Getting LLMs to reason with Types

The reason why LLMs are programmatically useful is because they can produce structured outputs. They’ve become good over the years of producing these outputs accurately, but smaller (cheaper) models used mostly for data extraction still struggle when given complex object shapes.

Usually, to guide the LLMs to produce these outputs, developers prompt with a fully qualified JSON schema, or a JSON example with sample data.

For example, a popular way of producing JSON schemas are:

Python: Pydantic models -> model.model_json_schema()
Typescript: Zod schema -> zodToJsonSchema() (A third-party package zod-to-json-schema that helps you do this)

JSON Schemas can represent complex validation logic, the same representation sent to the model can be used to validate the output, but are verbose and costs a lot of input tokens.

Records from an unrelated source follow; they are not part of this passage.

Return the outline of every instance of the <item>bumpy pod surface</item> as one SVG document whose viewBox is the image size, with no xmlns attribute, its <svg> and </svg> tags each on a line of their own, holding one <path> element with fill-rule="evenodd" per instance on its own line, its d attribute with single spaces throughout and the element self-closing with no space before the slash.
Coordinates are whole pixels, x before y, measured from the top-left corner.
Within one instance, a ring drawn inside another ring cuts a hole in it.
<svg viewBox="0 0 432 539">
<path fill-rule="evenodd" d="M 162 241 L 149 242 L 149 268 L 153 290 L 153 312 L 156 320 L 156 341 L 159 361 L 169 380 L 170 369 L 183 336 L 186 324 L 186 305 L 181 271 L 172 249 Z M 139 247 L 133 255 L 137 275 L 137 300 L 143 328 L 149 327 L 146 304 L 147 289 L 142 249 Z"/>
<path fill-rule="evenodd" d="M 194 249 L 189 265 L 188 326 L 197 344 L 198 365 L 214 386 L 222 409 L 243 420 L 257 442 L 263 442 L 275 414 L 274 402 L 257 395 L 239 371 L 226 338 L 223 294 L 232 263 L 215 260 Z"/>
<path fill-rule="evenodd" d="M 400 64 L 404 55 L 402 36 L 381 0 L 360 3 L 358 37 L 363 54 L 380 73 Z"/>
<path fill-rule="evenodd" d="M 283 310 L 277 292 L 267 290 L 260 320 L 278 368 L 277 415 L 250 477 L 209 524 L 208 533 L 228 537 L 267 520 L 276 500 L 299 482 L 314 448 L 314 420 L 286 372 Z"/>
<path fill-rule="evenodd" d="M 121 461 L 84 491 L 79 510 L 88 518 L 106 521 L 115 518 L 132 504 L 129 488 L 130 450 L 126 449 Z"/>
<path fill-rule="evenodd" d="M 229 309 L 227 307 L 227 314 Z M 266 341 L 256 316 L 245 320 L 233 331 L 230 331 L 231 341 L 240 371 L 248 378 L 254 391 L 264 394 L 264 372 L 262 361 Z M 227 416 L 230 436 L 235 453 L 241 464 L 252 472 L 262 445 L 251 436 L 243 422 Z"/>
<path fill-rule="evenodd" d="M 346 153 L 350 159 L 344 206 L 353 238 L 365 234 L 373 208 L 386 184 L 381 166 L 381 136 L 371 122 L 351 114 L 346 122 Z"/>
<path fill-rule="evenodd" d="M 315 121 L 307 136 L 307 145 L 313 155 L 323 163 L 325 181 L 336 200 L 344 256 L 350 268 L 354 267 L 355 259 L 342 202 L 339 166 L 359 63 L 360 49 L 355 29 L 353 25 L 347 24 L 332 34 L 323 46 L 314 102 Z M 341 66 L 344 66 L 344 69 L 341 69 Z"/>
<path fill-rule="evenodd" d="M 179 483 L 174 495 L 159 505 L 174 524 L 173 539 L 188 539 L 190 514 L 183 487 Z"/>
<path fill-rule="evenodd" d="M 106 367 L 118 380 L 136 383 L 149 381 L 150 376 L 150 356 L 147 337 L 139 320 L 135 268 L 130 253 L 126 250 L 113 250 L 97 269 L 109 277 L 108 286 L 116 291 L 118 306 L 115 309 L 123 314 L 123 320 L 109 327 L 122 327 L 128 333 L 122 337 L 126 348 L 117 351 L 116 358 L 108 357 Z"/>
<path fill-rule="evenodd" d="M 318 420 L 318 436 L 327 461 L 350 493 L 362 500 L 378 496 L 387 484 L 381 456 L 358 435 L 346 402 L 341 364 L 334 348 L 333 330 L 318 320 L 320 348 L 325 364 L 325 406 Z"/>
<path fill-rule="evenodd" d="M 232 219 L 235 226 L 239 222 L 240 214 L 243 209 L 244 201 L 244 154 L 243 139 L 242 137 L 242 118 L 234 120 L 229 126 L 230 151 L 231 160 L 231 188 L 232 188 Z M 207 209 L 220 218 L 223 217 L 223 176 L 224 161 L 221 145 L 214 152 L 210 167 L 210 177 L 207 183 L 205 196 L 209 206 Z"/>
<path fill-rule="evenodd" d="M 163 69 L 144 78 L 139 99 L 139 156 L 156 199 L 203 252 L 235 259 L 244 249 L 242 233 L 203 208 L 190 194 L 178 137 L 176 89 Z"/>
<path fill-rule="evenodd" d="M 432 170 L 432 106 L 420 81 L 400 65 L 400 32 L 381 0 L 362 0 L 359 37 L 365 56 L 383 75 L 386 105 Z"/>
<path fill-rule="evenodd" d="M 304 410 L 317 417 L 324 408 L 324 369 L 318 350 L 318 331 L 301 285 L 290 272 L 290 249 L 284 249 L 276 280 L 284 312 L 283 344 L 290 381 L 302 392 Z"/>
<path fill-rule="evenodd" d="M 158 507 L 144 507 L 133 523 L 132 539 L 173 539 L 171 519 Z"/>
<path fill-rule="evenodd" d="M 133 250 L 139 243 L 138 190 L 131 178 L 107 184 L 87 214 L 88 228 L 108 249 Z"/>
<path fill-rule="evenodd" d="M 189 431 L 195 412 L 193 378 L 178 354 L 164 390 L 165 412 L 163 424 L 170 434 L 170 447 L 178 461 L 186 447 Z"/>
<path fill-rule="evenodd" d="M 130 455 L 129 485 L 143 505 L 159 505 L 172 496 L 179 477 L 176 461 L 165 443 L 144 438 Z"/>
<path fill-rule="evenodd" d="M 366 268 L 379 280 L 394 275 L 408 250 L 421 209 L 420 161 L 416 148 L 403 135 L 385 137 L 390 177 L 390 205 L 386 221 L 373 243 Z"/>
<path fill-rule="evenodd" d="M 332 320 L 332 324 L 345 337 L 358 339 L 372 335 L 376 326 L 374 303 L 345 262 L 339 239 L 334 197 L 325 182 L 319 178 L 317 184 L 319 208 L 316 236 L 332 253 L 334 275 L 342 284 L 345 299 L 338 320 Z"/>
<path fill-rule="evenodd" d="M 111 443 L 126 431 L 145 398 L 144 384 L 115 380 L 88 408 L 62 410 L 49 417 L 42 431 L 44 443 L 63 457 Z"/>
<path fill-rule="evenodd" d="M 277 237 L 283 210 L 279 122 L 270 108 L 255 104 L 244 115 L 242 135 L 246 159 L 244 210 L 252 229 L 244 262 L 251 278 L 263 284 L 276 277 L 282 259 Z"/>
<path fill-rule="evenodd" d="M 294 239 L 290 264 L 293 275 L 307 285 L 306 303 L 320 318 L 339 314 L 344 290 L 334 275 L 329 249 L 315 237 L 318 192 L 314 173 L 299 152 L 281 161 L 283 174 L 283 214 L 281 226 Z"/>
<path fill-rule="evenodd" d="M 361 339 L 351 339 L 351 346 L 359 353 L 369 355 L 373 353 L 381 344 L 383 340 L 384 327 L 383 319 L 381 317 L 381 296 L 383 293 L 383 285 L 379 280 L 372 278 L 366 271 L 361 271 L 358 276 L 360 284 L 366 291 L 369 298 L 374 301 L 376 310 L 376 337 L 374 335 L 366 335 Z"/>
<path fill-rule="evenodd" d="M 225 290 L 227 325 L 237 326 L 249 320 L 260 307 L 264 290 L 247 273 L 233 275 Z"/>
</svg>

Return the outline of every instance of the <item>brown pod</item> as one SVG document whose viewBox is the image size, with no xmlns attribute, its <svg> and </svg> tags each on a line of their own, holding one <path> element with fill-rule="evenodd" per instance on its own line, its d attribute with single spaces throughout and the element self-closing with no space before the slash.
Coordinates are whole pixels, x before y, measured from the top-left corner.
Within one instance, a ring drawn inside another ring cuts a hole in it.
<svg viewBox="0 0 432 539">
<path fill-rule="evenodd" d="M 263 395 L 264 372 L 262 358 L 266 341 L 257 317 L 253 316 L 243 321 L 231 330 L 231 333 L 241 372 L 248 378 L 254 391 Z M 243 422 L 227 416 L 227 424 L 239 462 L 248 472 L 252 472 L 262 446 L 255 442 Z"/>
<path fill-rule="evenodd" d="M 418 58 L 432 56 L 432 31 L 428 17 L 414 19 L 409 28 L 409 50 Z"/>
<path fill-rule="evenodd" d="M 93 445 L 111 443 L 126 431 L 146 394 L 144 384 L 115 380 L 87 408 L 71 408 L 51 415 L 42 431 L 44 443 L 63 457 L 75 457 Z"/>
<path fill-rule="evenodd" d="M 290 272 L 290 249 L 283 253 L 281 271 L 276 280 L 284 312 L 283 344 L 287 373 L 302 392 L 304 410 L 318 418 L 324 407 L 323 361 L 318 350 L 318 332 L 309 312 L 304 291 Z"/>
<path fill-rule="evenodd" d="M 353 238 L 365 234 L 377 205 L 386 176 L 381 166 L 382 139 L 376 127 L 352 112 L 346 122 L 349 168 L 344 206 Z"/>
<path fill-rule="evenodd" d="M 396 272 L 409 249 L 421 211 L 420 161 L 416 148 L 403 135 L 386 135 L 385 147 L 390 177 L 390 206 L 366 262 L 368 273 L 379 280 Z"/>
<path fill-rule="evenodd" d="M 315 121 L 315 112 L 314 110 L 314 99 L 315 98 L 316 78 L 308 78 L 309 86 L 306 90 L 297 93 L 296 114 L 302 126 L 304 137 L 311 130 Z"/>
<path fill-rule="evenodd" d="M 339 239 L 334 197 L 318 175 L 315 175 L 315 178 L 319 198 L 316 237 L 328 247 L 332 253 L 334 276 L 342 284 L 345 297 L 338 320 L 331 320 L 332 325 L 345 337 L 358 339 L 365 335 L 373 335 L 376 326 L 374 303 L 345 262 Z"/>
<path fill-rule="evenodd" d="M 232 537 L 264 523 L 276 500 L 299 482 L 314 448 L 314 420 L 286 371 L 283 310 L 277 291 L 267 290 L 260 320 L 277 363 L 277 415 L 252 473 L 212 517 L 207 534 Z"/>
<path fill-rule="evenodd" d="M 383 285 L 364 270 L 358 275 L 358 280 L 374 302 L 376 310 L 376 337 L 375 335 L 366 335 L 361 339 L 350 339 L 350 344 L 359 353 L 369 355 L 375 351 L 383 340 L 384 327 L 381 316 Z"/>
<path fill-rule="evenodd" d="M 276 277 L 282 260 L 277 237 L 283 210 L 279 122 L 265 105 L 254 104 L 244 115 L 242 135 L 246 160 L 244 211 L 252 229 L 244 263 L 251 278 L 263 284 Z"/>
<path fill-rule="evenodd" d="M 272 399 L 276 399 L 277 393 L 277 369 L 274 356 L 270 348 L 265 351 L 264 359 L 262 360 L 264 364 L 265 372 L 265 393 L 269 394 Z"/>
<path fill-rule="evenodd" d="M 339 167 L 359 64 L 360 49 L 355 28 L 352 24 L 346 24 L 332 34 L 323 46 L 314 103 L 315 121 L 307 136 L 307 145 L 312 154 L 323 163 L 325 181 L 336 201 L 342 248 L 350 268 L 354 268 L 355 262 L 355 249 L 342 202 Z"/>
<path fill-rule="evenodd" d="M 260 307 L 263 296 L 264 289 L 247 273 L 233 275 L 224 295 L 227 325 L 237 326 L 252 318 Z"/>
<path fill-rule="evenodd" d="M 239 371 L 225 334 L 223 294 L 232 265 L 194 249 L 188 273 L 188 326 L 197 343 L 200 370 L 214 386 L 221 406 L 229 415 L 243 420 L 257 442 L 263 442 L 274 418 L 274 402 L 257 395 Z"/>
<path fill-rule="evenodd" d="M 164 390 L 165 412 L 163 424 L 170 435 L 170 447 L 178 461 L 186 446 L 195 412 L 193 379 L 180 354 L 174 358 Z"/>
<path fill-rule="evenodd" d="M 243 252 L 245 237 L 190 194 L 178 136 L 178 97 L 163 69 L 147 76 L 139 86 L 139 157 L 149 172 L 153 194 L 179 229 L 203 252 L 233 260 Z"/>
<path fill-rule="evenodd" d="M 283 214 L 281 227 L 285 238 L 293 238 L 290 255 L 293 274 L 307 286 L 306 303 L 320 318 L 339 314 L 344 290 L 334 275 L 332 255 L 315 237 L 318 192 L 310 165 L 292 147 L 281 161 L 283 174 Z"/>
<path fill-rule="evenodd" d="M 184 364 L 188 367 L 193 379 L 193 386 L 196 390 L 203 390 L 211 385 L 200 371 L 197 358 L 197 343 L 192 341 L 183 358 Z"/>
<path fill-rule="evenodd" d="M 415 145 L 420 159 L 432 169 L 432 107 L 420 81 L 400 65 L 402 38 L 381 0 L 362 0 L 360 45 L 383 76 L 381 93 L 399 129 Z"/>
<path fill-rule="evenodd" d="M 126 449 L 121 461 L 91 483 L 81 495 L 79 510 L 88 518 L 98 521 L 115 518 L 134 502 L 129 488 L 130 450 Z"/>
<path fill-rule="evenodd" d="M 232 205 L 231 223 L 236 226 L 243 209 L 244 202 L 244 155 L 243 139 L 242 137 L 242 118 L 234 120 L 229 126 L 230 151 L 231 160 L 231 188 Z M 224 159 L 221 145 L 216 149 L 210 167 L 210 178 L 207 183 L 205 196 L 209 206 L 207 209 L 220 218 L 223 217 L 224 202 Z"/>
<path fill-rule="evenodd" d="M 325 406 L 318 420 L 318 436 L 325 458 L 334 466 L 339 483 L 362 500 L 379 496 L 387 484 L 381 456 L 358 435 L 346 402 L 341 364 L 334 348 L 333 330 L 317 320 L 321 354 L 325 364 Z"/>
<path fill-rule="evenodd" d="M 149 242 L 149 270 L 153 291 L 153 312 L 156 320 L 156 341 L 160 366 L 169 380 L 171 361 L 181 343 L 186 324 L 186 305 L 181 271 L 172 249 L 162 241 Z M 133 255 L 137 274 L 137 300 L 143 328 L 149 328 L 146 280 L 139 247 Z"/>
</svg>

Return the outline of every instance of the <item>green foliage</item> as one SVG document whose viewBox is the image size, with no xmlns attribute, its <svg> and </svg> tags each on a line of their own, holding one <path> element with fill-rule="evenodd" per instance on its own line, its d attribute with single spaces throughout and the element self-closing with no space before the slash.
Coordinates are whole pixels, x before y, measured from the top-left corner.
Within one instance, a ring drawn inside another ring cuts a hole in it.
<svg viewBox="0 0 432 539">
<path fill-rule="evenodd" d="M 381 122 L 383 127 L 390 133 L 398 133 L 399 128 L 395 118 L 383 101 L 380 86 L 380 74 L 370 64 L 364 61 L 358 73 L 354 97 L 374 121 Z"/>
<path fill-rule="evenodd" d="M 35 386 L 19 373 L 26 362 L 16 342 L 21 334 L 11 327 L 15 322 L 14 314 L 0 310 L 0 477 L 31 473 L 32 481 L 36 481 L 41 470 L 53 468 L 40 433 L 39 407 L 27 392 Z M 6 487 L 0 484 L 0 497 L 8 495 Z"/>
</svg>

Examples JSON is less verbose, but you have to maintain a validation spec that is different to the example sent to the LLM, leading to schema drifts. They don’t scale well in large codebases.

Questioning JSONSchema

JSON Schemas are ubiquitous, well-understood, and has great interoperability. However, I suspect that LLMs have see more instances of Typescript types <-> JSON object conversions, than JSON Schema objects. This is because Javascript objects (save for a few edge cases like undefined) neatly map to a JSON representation without a custom serialiser. In fact, you can JSON.stringify a Javascript Object and JSON.parse it without much drama.

Therefore, I think Typescript Types are much more well-understood by LLMs than JSON schemas. They should be more prevalent in the training data than the JSON schemas.

Given the following json schema:

{
  "type": "object",
  "properties": {
    "name": {
      "type": "string",
      "minLength": 2
    },
    "email": {
      "type": "string",
      "format": "email"
    },
    "age": {
      "type": "number",
      "minimum": 18,
      "maximum": 120
    },
    "roles": {
      "type": "array",
      "items": { "type": "string" },
      "minItems": 1
    }
  },
  "required": ["name", "email", "age", "roles"]
}

Can we shorten it to something like:

{
  name: string /* name=>name.length>=2 */,
  email: string /* email=>email.includes("@") */,
  age: number /* age=>age>=18&&age<=120 */,
  roles: [string] /* arr=>arr.length>=1 */
}

Data Validation with a Typescript Types

Challenge 1: Runtime Accessible Types

Typescript Types are not runtime accessible. They are completely stripped in transpilation. Therefore, we’d have to build a pydantic-esque (or zod-esque) model builder, that produces Typescript types.

Challenge 2: Representing Validations

Typescript types also cannot represent complex validation scenarios. Therefore, we’ll have to represent the validators in a way that the model can understand, and has the least amount of impedance mismatch between how they are defined and how they are represented in the schema.

Challenge 3: Deserialisation and Validation of the output

When the model gives the output, we’ll have to parse the object, and run all the validation functions.

StructLM

To test this out, I built StructLM, as a Typescript native library. Why Typescript? Again, this is my hunch that LLMs have seen a lot of Javascript arrow functions and Typescript types than any other comparative programmatic construct.

I ran a few benchmarks and it shows 30%-40% token saving on the JSON schema, with no accuracy loss. In fact, the accuracy is marginally improved (since the LLM has to do less work to decipher the schema).

This is what the token savings for Haiku looks like:

LLM Token Savings Chart

In addition to JSON schema, StructLM also has a few other advantages when working with Typescript.

Validations are more expressive, and can be represented as Javascript functions. (Caveat: The functions need to be pure, to be stringified properly)
The resulting schema is Type-safe, and can be used as a normal type in rest of the codebase.